Barings Bank, founded in 1762 as the John and Francis Baring Company,  was declared insolvent on the 26th February 1995, and appointed administrators began managing the finances of Barings Group and its subsidiaries. 

Sir Francis Baring (left), with brother John Baring
And son-in-law Charles Wall, 
in a painting by Sir Thomas Lawrence 
The same day, the Board of Banking Supervision of the Bank of England launched an investigation led by Britain's Chancellor of the Exchequer; their report was released on 18 July 1995. Lord Bruce of Donington, in the House of Lords’' debate on the report, with masterful irony (a wonderful piece of performed writing) said:
“Even the provisional conclusions of the report are interesting.
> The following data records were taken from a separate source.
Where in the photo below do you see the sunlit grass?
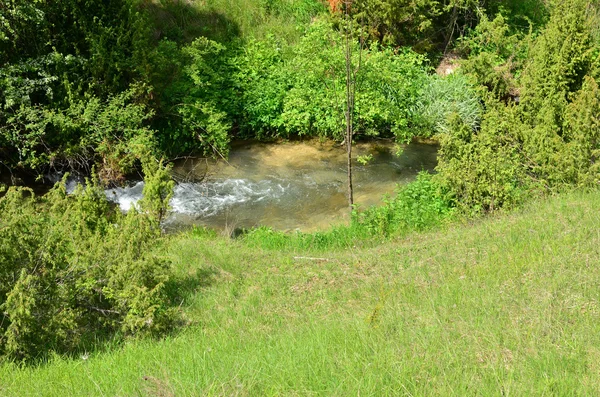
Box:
[0,193,600,396]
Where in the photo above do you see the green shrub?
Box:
[353,173,454,236]
[237,18,427,140]
[437,0,600,210]
[415,73,483,137]
[0,162,176,360]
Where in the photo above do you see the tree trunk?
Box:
[344,1,356,214]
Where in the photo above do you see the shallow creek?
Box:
[106,141,437,231]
I should like to give them to the House so that we may be reminded what the supervisory body itself decided at the end of such investigation as it was able to make. It stated on page 250:
"Barings' collapse was due to the unauthorised and ultimately catastrophic activities of, it appears, one individual (Leeson) that went undetected as a consequence of a failure of management and other internal controls of the most basic kind".
The words I venture to emphasise to your Lordships are these:
"as a consequence of a failure of management and other internal controls of the most basic kind".
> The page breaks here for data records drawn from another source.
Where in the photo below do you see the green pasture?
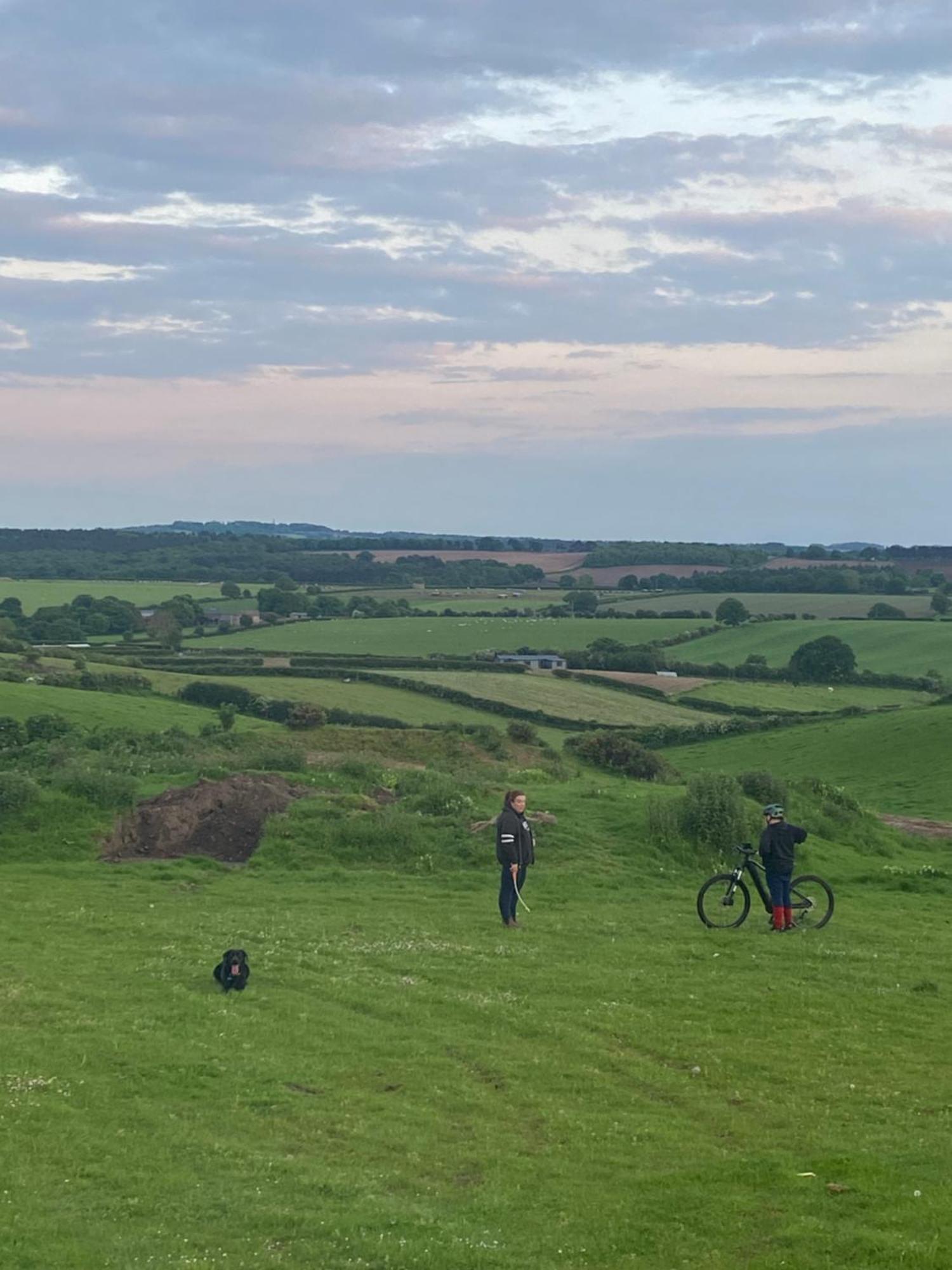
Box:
[0,681,275,732]
[0,752,952,1270]
[0,578,261,615]
[602,591,932,617]
[338,587,562,613]
[664,706,952,818]
[675,679,935,712]
[385,671,722,728]
[671,620,952,678]
[189,617,701,657]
Noble Lords who have read through paragraph 14.2 of the report will be aware that it specifies these deficiencies. The report states:
"Management teams have a duty to understand fully the businesses they manage".
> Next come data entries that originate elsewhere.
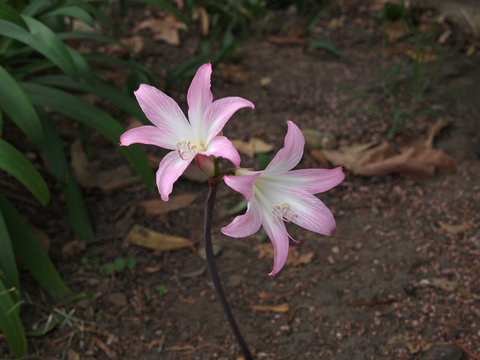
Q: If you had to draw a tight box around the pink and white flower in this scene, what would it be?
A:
[222,121,345,276]
[120,63,254,201]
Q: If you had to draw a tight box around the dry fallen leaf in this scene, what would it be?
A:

Really! They really have to understand the businesses! I would have thought that it was an elementary assumption to make that the controllers should understand the nature of the businesses they are trying to control. The next requirement is this:
"Responsibility for each business activity has to be clearly established and communicated".
Hooray for that! I wonder how businesses in this country manage in their generality to continue without that qualification. The third requirement is:
"Clear segregation of duties is fundamental to any effective control system".
Tut, tut! We are now treating the real elementum of the whole art and science of management, and it needs to be repeated here. The report continues:
"Relevant internal controls, including independent risk management, have to be established for all business activities".
Hooray for that! These are matters of plain, ordinary common sense. One does not need to be an accountant or a management consultant to be aware of that. Finally:
"Top management and the Audit Committee have to ensure that significant weaknesses, identified to them by internal audit or otherwise, are resolved quickly".
Well, well, well! These are all respects which this control body finds were absent from Barings. Do noble Lords really know what is being said? It is being said that Barings ought not to have been authorised bankers from the beginning, because any business — I do not care whether it is a whelk stall (one must not insult whelk stall owners in the context of this catastrophe) or what — knows that these are the basic conditions for the continuance of the business. It seems to me that the Bank of England ought never to have authorised this concern without verifying that all these conditions were in”

An extraordinary outcome after 233 years of trading.